High press for Reggae Boyz - Schäfer charts new playing style to realise World Cup ambition
Published: Wednesday | February 5, 2014
Schafer
Ryon Jones, Staff Reporter
For some time now, the Jamaican footballing public has been clamouring for the national football teams to develop a readily identifiable style of play.
If Reggae Boyz head coach, Winfried Schäfer, has his way, the national senior men's team will soon be playing 'pressing' football.
Pressing football is a tactic where the team without possession works assiduously to dispossess their opponents, with even their attackers applying pressure from deep within the opposition's half.
Some of the teams in world football that employ this strategy are last year's Champions League winners and German title holders Bayern Munich, Spanish cham-pions Barcelona and the Spanish national team which claimed the 2010 World Cup.
In order to successfully play the pressing game, the fitness level of the players is paramount, and this is one area in which Schäfer is keen to see local footballers improve.

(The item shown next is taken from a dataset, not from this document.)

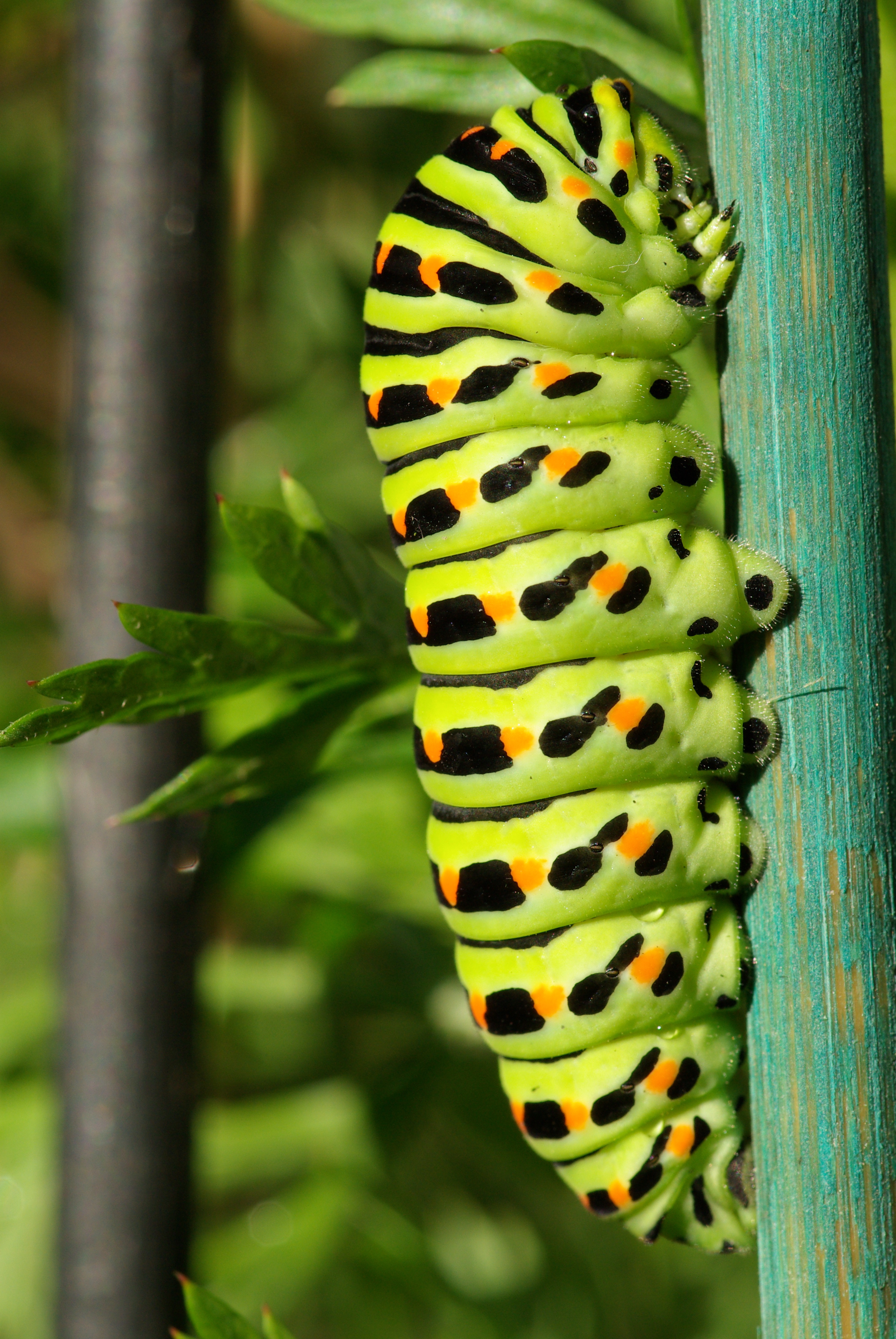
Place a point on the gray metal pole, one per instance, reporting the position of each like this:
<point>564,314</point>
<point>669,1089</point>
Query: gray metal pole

"When you want to play pressing (football), you need players who can run 90 minutes for aggressive pressing," Schäfer shared with The Gleaner. "But first of all, you need fitness, discipline and courage. We have to play at a high level, and the high level is pressing. When you lose the ball, you have to fight for the ball."
FOUR-YEAR CONTRACT
In order to help Jamaica embark on this new style of play, the 64-year-old German, who was originally appointed for a four-month period, has subsequently agreed in principle to a new four-year contract with the Jamaica Football Federation (JFF), which will see him working to guide the country to the 2018 World Cup.
The Reggae Boyz are for action next on June 8 against France, but Schäfer anticipates that the team will be engaged in another friendly prior to that game.
"We will play before maybe a friendly match against Ireland," Schäfer disclosed. "My goal is the World Cup. My goal is not that we win against France; that is not possible, but we can make a very good match and everybody will say Jamaica's football is coming back. We have a plan for four years, not one week."
Schäfer believes in order for Jamaica's World Cup dreams to be realised, the country will first have to scrutinise the nightmares of the past.
"Captain (Horace Burrell, JFF president) and I have to work very hard together. We have to change many things," Schäfer reasoned. "First, we have to analyse why Jamaica missed out on four World Cups (since 1998) and why Jamaica did not play at the last Gold Cup; and what was bad, we cancel, and what was good, we keep."